The presumptive vinyl Grignard intermediate 7 can be trapped with a variety of electrophiles to yield tetrasubstituted allylic alcohols. For example, deuteration, formylation, allylation and bromination proceeds under the conditions indicated in Scheme 2. Likewise, trapping with benzaldehyde provides the allylic alcohols 8 and 9 as single olefin isomers.
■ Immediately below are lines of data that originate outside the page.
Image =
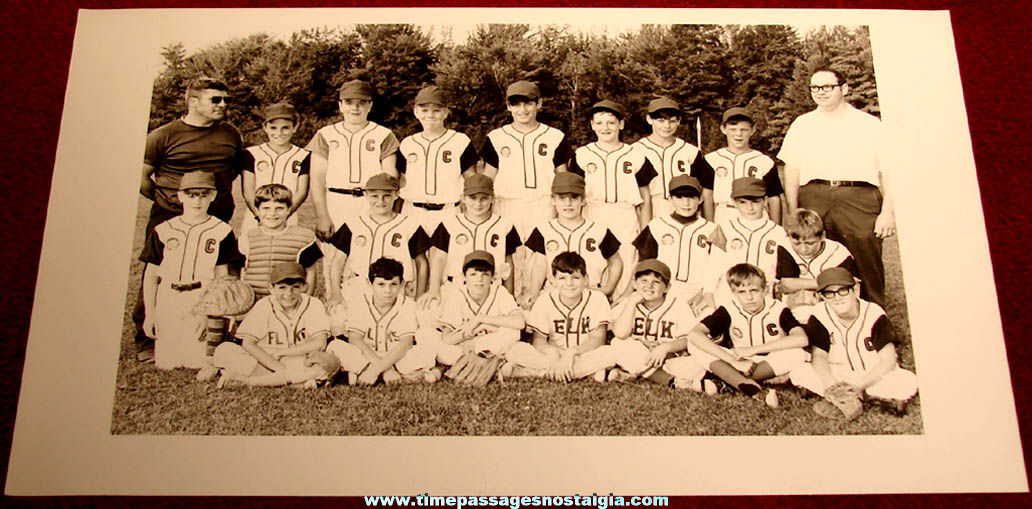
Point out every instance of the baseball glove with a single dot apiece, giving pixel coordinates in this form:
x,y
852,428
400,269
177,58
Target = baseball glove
x,y
475,370
843,398
225,296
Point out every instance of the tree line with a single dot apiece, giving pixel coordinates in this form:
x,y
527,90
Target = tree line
x,y
706,68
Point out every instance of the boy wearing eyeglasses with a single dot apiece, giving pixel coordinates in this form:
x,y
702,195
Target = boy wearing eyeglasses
x,y
852,341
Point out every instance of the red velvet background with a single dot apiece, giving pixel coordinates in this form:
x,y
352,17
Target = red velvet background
x,y
992,44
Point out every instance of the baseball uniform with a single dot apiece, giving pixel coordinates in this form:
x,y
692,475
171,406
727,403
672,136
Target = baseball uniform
x,y
273,328
672,319
433,175
852,351
679,158
269,167
592,241
726,166
382,332
185,256
263,250
685,248
459,236
566,327
771,323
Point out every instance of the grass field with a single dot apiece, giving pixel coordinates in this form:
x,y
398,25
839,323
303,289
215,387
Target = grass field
x,y
152,402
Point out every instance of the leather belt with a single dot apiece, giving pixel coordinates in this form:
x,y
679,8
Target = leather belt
x,y
842,183
353,192
186,286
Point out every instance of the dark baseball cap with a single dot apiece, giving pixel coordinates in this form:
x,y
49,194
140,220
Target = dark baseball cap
x,y
736,112
653,265
287,271
382,182
608,105
685,181
567,182
478,256
430,95
748,187
197,180
356,89
660,103
281,110
835,276
523,89
478,183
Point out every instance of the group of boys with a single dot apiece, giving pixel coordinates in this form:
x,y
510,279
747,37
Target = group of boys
x,y
428,258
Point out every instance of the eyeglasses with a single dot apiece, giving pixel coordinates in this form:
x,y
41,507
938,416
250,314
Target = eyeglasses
x,y
824,88
840,292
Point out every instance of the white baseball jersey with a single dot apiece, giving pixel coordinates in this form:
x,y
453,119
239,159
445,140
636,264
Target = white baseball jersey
x,y
756,244
565,326
365,241
670,320
459,308
855,345
686,249
525,162
273,328
727,166
746,329
383,330
592,241
270,167
352,157
459,236
680,158
186,253
433,167
612,177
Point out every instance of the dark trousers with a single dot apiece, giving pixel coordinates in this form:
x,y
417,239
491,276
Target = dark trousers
x,y
848,214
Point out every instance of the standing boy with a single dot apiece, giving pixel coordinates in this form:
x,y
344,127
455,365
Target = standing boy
x,y
738,160
670,155
277,161
182,255
569,325
433,162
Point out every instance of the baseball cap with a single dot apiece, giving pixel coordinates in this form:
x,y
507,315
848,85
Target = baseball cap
x,y
736,112
478,256
381,182
523,89
286,271
654,265
281,110
747,187
430,95
835,276
197,180
663,103
608,105
567,182
685,181
356,89
478,184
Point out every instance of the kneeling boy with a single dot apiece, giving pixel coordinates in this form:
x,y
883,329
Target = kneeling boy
x,y
853,342
766,339
278,335
569,325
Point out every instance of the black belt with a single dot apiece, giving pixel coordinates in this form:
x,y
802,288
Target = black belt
x,y
353,192
186,286
842,183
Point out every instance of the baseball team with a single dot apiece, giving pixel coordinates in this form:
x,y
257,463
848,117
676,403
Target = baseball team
x,y
527,257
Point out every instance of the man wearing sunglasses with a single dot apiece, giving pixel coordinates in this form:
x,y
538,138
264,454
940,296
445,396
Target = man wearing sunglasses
x,y
835,166
199,140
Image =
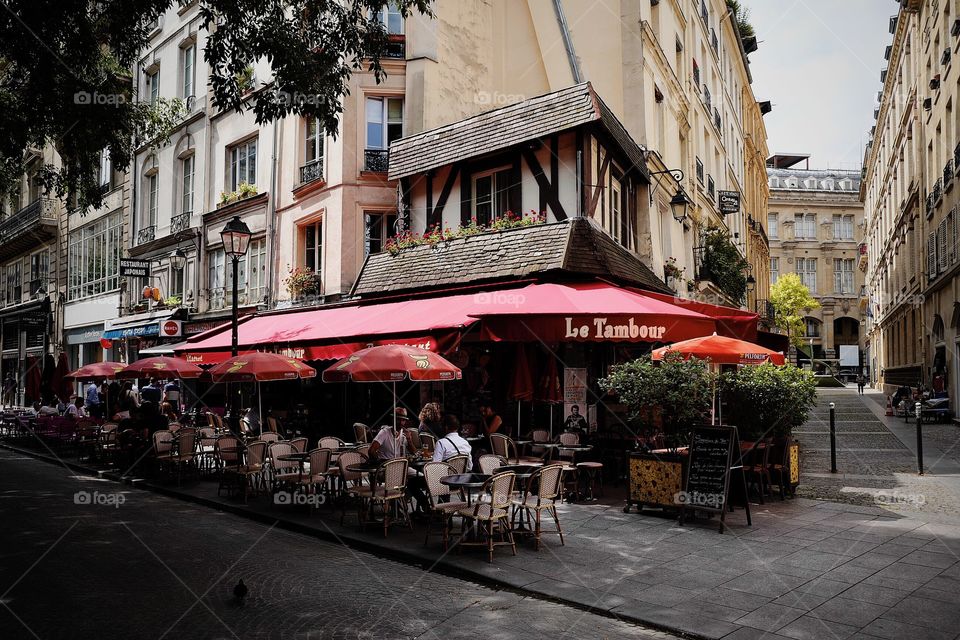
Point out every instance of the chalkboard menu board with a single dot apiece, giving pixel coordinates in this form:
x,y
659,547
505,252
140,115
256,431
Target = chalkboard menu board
x,y
708,472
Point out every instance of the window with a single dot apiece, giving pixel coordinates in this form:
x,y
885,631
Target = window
x,y
186,205
187,58
491,195
807,270
151,217
153,86
391,18
313,143
243,164
313,247
257,271
384,121
93,258
805,225
842,227
379,227
843,275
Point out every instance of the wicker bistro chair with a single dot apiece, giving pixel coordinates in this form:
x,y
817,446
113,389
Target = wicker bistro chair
x,y
392,492
492,515
251,473
351,484
316,477
440,505
489,463
542,491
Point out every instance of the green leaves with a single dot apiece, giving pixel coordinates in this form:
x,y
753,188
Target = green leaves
x,y
767,401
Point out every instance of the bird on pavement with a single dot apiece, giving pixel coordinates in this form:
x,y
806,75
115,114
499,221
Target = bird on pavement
x,y
240,591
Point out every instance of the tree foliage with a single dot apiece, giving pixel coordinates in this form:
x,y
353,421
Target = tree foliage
x,y
679,390
65,73
767,401
723,265
790,297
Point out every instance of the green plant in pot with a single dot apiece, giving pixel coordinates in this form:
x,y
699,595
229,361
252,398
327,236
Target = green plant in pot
x,y
674,392
767,401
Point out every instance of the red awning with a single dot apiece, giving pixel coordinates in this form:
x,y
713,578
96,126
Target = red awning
x,y
732,323
582,312
587,312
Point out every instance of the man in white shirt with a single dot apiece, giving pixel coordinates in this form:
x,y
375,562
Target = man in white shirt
x,y
452,444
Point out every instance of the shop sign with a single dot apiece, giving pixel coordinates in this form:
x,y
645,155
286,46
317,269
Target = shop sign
x,y
729,201
603,329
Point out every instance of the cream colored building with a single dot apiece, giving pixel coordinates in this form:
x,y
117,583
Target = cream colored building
x,y
911,205
815,227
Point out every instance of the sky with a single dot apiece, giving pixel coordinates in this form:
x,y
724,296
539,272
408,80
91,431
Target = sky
x,y
819,63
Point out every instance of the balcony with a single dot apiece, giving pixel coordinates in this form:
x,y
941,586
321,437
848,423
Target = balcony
x,y
765,309
377,160
26,229
146,234
179,223
311,171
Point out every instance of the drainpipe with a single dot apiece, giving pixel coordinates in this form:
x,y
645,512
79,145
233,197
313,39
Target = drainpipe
x,y
567,42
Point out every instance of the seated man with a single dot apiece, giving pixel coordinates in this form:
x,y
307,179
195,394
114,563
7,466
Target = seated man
x,y
452,444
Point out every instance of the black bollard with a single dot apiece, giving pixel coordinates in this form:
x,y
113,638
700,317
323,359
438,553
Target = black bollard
x,y
833,438
919,411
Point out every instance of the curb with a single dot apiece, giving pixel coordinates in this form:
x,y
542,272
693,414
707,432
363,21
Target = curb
x,y
388,553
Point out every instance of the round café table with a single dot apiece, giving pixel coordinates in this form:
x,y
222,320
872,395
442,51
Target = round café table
x,y
465,481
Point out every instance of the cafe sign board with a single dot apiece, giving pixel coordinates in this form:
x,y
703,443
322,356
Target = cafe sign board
x,y
729,201
134,268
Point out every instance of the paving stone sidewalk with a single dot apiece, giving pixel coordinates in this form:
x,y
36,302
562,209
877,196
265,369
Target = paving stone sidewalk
x,y
805,569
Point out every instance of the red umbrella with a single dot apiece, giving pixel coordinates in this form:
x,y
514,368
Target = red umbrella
x,y
261,367
722,350
96,371
390,363
161,367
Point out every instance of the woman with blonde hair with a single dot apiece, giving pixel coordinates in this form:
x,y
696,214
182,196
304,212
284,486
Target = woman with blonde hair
x,y
430,418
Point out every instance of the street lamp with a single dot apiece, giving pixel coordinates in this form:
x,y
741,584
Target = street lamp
x,y
236,238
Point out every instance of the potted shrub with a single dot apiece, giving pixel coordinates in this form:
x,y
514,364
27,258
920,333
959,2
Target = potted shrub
x,y
664,399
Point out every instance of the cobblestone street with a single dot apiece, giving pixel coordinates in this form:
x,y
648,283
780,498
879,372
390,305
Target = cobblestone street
x,y
152,567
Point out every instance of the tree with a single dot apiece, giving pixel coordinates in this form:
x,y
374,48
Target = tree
x,y
789,297
65,74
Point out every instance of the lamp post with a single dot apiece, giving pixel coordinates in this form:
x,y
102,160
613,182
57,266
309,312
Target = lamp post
x,y
236,238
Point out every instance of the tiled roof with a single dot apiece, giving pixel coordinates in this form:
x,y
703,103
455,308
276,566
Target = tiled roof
x,y
508,126
577,246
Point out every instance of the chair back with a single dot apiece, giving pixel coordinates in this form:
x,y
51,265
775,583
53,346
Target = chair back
x,y
330,442
226,442
278,449
458,463
162,441
361,432
489,463
414,438
432,472
347,459
500,444
428,440
395,474
500,489
320,461
256,452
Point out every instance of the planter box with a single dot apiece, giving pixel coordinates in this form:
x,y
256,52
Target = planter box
x,y
655,480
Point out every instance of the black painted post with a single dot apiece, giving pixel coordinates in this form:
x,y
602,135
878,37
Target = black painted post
x,y
919,411
833,438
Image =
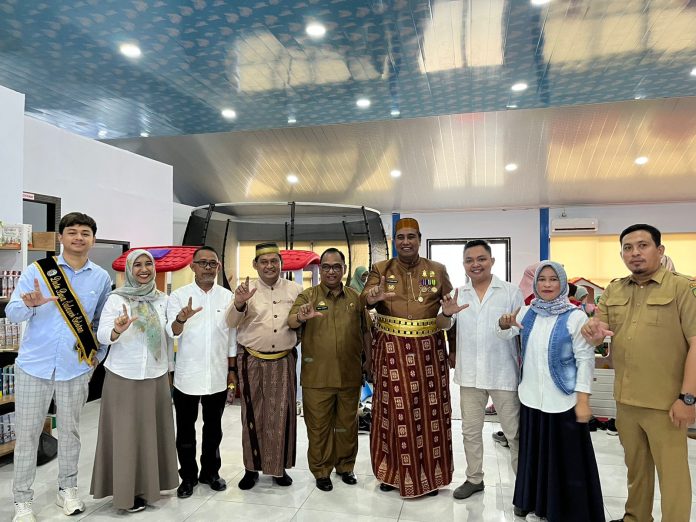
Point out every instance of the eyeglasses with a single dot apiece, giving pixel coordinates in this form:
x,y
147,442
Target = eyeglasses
x,y
329,268
207,264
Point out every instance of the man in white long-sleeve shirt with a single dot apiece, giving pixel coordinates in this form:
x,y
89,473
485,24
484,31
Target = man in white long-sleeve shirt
x,y
484,364
204,368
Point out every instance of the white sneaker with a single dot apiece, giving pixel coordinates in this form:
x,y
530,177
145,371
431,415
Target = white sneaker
x,y
23,512
67,499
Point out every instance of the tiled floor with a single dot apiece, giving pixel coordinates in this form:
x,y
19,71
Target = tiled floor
x,y
302,502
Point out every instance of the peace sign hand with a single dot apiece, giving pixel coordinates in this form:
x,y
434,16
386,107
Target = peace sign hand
x,y
509,320
307,312
36,298
122,322
187,311
595,331
242,293
450,304
377,293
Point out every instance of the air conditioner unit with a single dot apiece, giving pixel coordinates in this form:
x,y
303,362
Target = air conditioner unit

Finally, trapping the vinyl iron or magnesium species with a pendant alkyne yields the cyclic diene 10 in good yield.
Scheme 2.
Synthesis of tetrasubstituted olefins.
Further studies of the iron-catalyzed carbomagnesiation may reveal intimate details of the reaction mechanism. In the meantime the method offers an efficient and stereoselective synthesis of tri- and tetrasubstituted olefins. Of note, the carbometalation reported here yields Z-configured allylic and homoallylic olefins. In contrast, the opposite olefin geometry is obtained from procedures based on carbometalation of terminal alkynes followed by trapping with aldehydes or epoxides.1
Supplementary Material
Complete experimental procedures and characterization data for Table 2 and Scheme 2. This material is available free of charge at http://pubs.acs.org.
Acknowledgments
Financial support from the NIGMS (GM074822) and UT Southwestern (J.M.R. is a Southwestern Medical Foundation Scholar in Biomedical Research).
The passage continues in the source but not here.